China steps up antitrust campaign with new draft rules targeting internet companies
China’s State Administration for Market Regulation published a set of draft regulations on internet companies that was remarkable for its detailed list of prohibited behaviors.
Following through on a promise of more regulation in areas such as antitrust, data security, and consumer rights, China’s State Administration for Market Regulation (SAMR) published today a set of draft regulations (in Chinese) on internet companies.
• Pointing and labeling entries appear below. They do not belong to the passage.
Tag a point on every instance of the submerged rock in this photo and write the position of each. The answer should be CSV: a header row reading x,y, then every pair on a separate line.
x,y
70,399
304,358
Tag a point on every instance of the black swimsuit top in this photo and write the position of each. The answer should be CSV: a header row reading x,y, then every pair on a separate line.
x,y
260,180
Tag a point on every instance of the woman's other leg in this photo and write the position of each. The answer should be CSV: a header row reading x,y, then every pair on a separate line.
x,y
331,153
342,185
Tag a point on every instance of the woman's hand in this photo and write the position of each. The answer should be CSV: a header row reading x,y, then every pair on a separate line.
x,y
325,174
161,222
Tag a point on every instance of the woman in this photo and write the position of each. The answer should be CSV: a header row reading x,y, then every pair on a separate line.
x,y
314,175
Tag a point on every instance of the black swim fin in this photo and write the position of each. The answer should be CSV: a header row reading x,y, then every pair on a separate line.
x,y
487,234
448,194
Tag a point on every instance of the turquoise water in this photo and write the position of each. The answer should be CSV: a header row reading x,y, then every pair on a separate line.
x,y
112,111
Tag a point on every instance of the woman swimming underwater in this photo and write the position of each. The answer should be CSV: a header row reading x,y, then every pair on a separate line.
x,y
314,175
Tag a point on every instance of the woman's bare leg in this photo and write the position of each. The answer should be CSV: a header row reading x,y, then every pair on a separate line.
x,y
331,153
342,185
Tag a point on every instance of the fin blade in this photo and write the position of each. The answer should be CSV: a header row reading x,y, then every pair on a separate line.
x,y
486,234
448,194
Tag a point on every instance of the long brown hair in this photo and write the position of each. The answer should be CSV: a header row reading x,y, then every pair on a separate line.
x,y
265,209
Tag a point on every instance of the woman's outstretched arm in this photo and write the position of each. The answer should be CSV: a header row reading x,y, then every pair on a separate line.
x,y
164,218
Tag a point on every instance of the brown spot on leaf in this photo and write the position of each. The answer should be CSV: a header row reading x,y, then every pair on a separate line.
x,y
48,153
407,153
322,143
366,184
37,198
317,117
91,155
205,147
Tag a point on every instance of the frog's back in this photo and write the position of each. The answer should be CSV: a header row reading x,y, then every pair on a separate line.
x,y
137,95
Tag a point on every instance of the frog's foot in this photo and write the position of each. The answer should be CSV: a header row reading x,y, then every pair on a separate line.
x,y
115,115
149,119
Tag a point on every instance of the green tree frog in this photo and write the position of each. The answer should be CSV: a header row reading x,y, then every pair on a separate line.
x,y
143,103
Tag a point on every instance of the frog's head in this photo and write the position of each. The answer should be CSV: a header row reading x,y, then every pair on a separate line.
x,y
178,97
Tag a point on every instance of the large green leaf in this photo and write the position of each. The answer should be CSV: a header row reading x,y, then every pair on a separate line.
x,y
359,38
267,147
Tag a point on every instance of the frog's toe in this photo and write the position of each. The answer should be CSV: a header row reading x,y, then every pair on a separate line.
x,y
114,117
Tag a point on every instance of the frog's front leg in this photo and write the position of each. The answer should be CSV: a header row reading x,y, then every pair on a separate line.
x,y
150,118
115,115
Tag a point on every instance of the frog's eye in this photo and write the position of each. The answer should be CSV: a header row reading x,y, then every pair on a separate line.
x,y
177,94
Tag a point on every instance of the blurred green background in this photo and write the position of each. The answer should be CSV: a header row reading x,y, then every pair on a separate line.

The regulations spell out a long list of prohibited behaviors that SAMR intends to target, including:
- Using logos or designs for products in ways that could “cause people to mistake them for other people’s goods or have a specific connection with others.”
- False or misleading publicity materials, including false rankings or user traffic data.
- False or even partially misleading information about competitors.
- Any kind of “traffic hijacking activities such as inserting links or forcing target jump.” The Wall Street Journal notes that previously, “a Tencent platform such as its social-messaging app WeChat generally wouldn’t allow links to rival Alibaba’s platforms — for example Alipay for payments or Taobao for shopping — and vice versa,” and the companies were already considering changing these “walled garden” practices.
- Exclusivity contracts and practices for which Alibaba was already given a multibillion-dollar fine and Meituan is currently under investigation.
- Using “data, algorithms, and other technical means” to influence the choices of consumers.
The new rules are subject to change after a month of public consultation. But the draft is already “extremely significant,” technology analyst Kendra Schaefer told the Financial Times, because of its unusual level of specificity in listing behaviors that regulators planned to target. Angela Zhang, an expert in Chinese antitrust law, told the WSJ that the rules would “streamline the procedure to target such issues by requiring a lower burden of proof compared with the current framework.”
Where is the policy bottom?
In response to the latest tech sector regulatory move, Hong Kong–listed shares of ecommerce and internet giants “JD.com, Alibaba, and Tencent closed down 5.2%, 4.8% and 4.1% respectively,” per the FT. Meanwhile, internet video leaders Kuaishou and Bilibili, along with search giant Baidu, hit record lows, the WSJ says.
At the same time, a development at ByteDance, the world’s largest private technology company, is raising “questions over how much influence Beijing is planning to wield” in China’s tech sector, per Reuters: An entity controlled by China’s central government quietly took a 1% stake and one of three board seats in the company’s key Chinese entity in April, as reported by The Information.
- The government has a similar 1% stake in Weibo, per Reuters.
- In 2017, the government appeared to push all major Chinese tech companies to grant a similar stake.
- The 1% stake may be symbolic, but it is of a piece with the government’s approach to Big Tech right now: Only companies that cooperate with the state will be allowed to thrive.
- The news also “gives new context to Zhang Yiming’s decision [announced in May] to step down from his position as ByteDance’s CEO,” Michael Norris at consultancy AgencyChina told Bloomberg.
“We’re waiting for a policy bottom,” Wendy Chen, the sector head of Asia at Kingdon Capital Management, told The China Project. But even if a bottom is reached, the internet industry is “maybe not a core growth driver for China” for the future, Chen said, pointing to the limited number of additional users in the country given 70% internet penetration to date.
The “biggest names will maintain dominant positions in the Chinese economy,” said Ted Wang, the CIO of Puissance Capital. However, even Tencent and Alibaba may not have hit bottom yet, he warned, as they “have both benefited from low taxes on enterprise software” and this could be an upcoming area of regulation.